Le PCE, une mesure clé de l’inflation, s’est refroidi en décembre

Une mesure de l’inflation étroitement surveillée par la Réserve fédérale a continué de se calmer en décembre, dernier signe que les hausses de prix sont à nouveau sous contrôle, même si la croissance reste solide et le marché du travail sain. Fait particulièrement positif, un indicateur clé de la hausse des prix est tombé en dessous de 3 % pour la première fois depuis début 2021.

L’indice des prix des dépenses de consommation personnelle a augmenté de 2,6 pour cent le mois dernier par rapport à l’année précédente. Cela était conforme aux prévisions des économistes et correspondait à celui de novembre.

Mais après avoir déduit les coûts de la nourriture et du carburant, qui peuvent varier d’un mois à l’autre, l’indice des prix « de base » a grimpé de 2,9 % par rapport à décembre 2022. Cela fait suite à une lecture de 3,2 % en novembre, et a été le plus bas depuis mars 2021.

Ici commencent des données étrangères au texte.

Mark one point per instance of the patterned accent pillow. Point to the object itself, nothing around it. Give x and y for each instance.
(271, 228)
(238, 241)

Les responsables de la Fed visent une hausse des prix de 2 pour cent, de sorte que l’inflation actuelle reste élevée. Il reste néanmoins bien inférieur à son pic d’environ 7 % atteint en 2022. Dans leurs dernières projections économiques, les banquiers centraux prévoyaient que l’inflation reviendrait à 2,4 % d’ici la fin de l’année.

À mesure que l’inflation revient à son objectif, les décideurs politiques ont pu réduire leur campagne visant à ralentir l’économie. Les responsables de la Fed ont relevé les taux d’intérêt dans une fourchette de 5,25 à 5,5 %, soit une forte hausse par rapport à près de zéro au début de 2022. Mais ils ont maintenu les coûts d’emprunt à ce niveau depuis juillet – renonçant à une augmentation finale des taux qu’ils avaient prédit précédemment. – et ont signalé qu’ils pourraient réduire les taux d’intérêt à plusieurs reprises cette année.

Les autorités tentent d’achever le processus de ralentissement de l’économie en douceur, sans infliger de graves difficultés économiques, dans le cadre de ce qui est souvent appelé un « atterrissage en douceur ».

“Le point important ici est que les données sont toujours cohérentes avec un atterrissage relativement en douceur, du moins pour le moment”, a déclaré Gennadiy Goldberg, responsable de la stratégie de taux américains chez Valeurs Mobilières TD. Entre une croissance forte et une inflation plus modérée, « ils obtiennent le meilleur des deux mondes ».

Désormais, les investisseurs surveillent de près quand et dans quelle mesure les décideurs politiques réduiront les coûts d’emprunt.

Les responsables de la Fed suivent une ligne délicate lorsqu’ils décident quoi faire ensuite. Maintenir des taux trop élevés pendant trop longtemps pourrait risquer de refroidir l’économie plus que ce qui est strictement nécessaire. Mais une baisse prématurée de ces taux pourrait permettre à l’économie de se réchauffer, ce qui rendrait plus difficile la maîtrise totale de l’inflation.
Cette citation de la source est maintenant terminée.